First, the semi-bad news: This dynamite free show was going to take place at the Falls Plaza at the Shops at La Cantera (which would’ve been a first), but it won’t, because Phase 2 of the Falls Plaza is still under construction. Instead, the show has been moved to the Leon Springs Dance Hall.
Now, the good news: the price, day, time, and lineup haven’t changed. If you don’t go you must refrain from saying “nothing happens in San Antonio” for at least three years. When it comes to free benefit shows, things don’t get much better than this.
I don’t know who chose the bands, but the timing is perfect. The Krayolas, Augie Meyers, and former Mavericks frontman Raúl Malo all have new, exciting albums, and the evergreen supergroup Vato Valley Boys (with members of the Sir Douglas Quintet, Texas Tornados, and BCH) is always an irresistible treat (by the way, bluegrass fiddler Byron Berline and guitar virtuoso Dan Crary are supposed to play solo and/or with their own bands as well). Hey, the playbill even features a few younger dudes like Adam Aguilar, who on his website confesses to have “no idea” why he is part of this gig, but Flaco says no one should feel intimidated.
“The Vatos is a really spontaneous experience for me,” Flaco Jiménez told the Current. “We’ve never done big shows before `as the Vato Valley Boys`, but we know each other well and when we get together, things just happen. It’ll be like a family reunion. I’m just ready to sit in and jam with the guys.”
For Héctor Saldaña, guitarist and lead vocalist for the Krayolas, this show is special for musical and personal reasons.
“They’re all fantastic musicians, but what I like the most is that they’re all friends of mine,” Saldaña said. “We’ve all recorded together, and now to play together is going to be a blast. See, people of the stature of Flaco Jiménez and Augie Meyers are easy to take for granted. They’ve been around for so long, and they’re always ready to help somebody else. Augie produced the Krayolas and played on our record, so did Flaco. But when you go see their gigs, you’re invariably blown away.”
In case there were doubts about the Krayola’s staying power and relevance, this year they came up with Long Leaf Pine (no smack gum), the ultimate Krayolas album, which includes a killer track: “Corrido: Twelve Heads in a Bag,” a Tigres del Norte-meet-Sam Peckinpah gem that filmmaker Robert Rodríguez should listen to immediately (and I’m dying to hear the live version with Louie Bustos and Al Gómez from the West Side Horns; yes, they will be there, too).

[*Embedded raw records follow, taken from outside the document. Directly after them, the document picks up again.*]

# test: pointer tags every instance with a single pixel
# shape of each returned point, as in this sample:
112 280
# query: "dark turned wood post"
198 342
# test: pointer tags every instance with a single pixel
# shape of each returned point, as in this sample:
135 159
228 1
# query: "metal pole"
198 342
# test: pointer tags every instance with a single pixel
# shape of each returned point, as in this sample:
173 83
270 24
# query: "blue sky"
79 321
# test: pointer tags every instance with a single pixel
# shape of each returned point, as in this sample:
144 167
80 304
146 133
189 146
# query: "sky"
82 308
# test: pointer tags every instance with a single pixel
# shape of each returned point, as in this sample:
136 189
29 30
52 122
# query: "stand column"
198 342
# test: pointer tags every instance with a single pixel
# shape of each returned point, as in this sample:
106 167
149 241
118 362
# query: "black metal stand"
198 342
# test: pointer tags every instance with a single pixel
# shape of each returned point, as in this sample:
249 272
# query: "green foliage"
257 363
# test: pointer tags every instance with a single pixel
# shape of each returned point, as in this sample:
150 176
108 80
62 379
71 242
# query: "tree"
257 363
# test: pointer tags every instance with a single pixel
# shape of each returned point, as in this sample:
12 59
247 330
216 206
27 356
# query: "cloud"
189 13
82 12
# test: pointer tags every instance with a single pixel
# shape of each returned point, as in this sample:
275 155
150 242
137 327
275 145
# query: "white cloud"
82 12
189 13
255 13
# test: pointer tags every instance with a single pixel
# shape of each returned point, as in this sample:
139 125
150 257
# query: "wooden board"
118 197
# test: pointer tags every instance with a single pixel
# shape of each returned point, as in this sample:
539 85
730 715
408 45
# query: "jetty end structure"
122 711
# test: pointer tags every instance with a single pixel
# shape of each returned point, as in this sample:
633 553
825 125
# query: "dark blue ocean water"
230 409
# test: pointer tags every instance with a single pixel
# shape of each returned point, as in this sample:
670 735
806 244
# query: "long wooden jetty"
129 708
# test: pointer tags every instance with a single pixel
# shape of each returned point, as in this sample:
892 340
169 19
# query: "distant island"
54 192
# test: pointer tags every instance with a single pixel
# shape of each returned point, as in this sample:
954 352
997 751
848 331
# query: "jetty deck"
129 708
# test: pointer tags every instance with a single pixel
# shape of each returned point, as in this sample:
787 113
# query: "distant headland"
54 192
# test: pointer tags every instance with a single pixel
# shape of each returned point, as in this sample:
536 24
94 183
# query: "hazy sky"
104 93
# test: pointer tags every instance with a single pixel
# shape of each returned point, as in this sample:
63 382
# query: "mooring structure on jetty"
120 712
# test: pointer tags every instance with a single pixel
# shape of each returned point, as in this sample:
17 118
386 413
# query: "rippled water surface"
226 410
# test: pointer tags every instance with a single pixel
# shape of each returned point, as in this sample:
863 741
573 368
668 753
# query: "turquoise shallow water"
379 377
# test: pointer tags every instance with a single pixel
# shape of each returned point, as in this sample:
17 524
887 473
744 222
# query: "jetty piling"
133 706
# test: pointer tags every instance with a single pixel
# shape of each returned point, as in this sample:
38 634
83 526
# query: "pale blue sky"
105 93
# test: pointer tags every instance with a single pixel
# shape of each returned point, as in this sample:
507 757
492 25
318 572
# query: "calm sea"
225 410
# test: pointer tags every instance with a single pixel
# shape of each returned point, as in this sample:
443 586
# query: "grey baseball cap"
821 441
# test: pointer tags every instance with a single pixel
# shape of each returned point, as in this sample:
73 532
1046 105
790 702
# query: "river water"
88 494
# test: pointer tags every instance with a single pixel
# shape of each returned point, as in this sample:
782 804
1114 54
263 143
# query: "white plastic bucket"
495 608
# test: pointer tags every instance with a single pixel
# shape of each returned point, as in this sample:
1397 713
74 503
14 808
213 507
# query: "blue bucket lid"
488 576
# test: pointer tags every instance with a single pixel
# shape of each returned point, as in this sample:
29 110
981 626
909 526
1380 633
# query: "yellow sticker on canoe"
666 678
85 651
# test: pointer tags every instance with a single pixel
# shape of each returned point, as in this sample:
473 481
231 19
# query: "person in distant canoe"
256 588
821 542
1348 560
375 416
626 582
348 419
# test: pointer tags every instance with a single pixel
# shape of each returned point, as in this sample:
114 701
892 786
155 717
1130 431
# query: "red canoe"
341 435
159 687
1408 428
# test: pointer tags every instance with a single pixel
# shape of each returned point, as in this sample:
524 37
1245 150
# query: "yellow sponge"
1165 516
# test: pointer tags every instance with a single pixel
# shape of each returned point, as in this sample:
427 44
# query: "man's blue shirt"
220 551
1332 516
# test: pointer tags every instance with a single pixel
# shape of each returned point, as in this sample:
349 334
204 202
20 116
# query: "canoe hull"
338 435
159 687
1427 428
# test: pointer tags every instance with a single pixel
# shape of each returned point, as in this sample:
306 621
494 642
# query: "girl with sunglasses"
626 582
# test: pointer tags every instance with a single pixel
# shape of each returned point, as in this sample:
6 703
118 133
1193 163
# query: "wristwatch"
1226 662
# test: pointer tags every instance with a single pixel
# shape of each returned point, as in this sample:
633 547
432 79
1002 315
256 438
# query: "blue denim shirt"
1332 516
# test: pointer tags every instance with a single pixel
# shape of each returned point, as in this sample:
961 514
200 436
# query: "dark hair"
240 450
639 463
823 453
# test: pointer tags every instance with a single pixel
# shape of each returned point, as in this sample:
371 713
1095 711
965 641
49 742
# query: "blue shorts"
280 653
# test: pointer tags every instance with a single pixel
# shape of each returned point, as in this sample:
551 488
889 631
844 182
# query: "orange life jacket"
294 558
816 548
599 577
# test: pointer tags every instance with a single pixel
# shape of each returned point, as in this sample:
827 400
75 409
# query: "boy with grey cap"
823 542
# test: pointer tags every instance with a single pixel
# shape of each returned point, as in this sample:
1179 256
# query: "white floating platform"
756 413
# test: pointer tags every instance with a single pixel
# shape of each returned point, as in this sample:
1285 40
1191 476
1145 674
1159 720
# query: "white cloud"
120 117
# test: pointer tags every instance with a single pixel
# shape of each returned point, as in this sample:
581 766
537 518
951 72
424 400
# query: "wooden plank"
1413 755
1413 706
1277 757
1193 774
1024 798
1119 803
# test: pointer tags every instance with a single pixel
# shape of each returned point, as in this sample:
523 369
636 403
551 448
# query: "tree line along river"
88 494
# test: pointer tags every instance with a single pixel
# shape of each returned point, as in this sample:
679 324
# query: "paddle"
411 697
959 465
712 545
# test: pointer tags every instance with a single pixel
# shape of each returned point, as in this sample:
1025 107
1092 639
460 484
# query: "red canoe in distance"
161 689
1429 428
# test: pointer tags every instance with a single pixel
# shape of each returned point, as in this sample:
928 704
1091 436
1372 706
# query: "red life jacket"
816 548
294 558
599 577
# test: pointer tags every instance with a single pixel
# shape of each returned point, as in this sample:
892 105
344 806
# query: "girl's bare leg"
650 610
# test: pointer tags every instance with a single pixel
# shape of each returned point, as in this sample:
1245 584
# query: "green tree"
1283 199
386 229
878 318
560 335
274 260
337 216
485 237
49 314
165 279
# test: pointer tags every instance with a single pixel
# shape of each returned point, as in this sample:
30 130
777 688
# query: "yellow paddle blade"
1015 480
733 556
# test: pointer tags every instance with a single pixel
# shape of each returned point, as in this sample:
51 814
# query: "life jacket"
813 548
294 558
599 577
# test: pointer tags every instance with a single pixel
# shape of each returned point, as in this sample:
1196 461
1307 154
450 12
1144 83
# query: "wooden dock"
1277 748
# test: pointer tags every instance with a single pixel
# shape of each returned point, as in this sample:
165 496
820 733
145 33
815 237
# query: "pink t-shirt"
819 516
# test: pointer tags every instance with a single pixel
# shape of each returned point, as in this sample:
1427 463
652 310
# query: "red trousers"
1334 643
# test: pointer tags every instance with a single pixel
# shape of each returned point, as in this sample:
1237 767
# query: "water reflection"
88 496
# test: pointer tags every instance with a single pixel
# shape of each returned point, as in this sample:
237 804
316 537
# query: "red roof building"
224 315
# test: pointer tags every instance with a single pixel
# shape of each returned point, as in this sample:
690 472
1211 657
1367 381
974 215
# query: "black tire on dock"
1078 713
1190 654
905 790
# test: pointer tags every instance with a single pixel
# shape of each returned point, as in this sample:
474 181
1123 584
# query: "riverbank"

Augie Meyers, who has just released his first all-country album (simply titled Country) might meet again soon with friend and former Mavericks frontman Raúl Malo, who joins the extravaganza with his own brand-new CD: Lucky One (the closest thing to the Mavericks he’s ever recorded as a solo artist) and warns us:
“Before the end of the year, I’ll be recording my next album in San Antonio with Augie, Flaco, and my band.
“We had such a good time working on Augie’s record that I want my next record to be a very Texas-flavored album,” Malo said.
But the night’s highlight will be a sample of what’s coming in 2010, finally: the long-awaited reunion of Los Texas Tornados, 10 years after the death of Doug Sahm.
“I’m not playing with my band `at the Texas Music Extravaganza`, but will sit in with Flaco and Augie,” said Shawn Sahm (Doug’s son). All three, along with the other surviving members of the Tornados, played Sunday at New York’s Lincoln Center, and it seems the new TT album (including Freddy Fender’s last recordings) is finally ready to be released after endless complications.
“We’ll talk more about it later, but I will say this: The album is done,” said Sahm. “I’ve just mixed it, and we’re getting ready to release it and tour in 2010. But `on Thursday` we’re just going to have fun and rock the house ... and for a good cause.”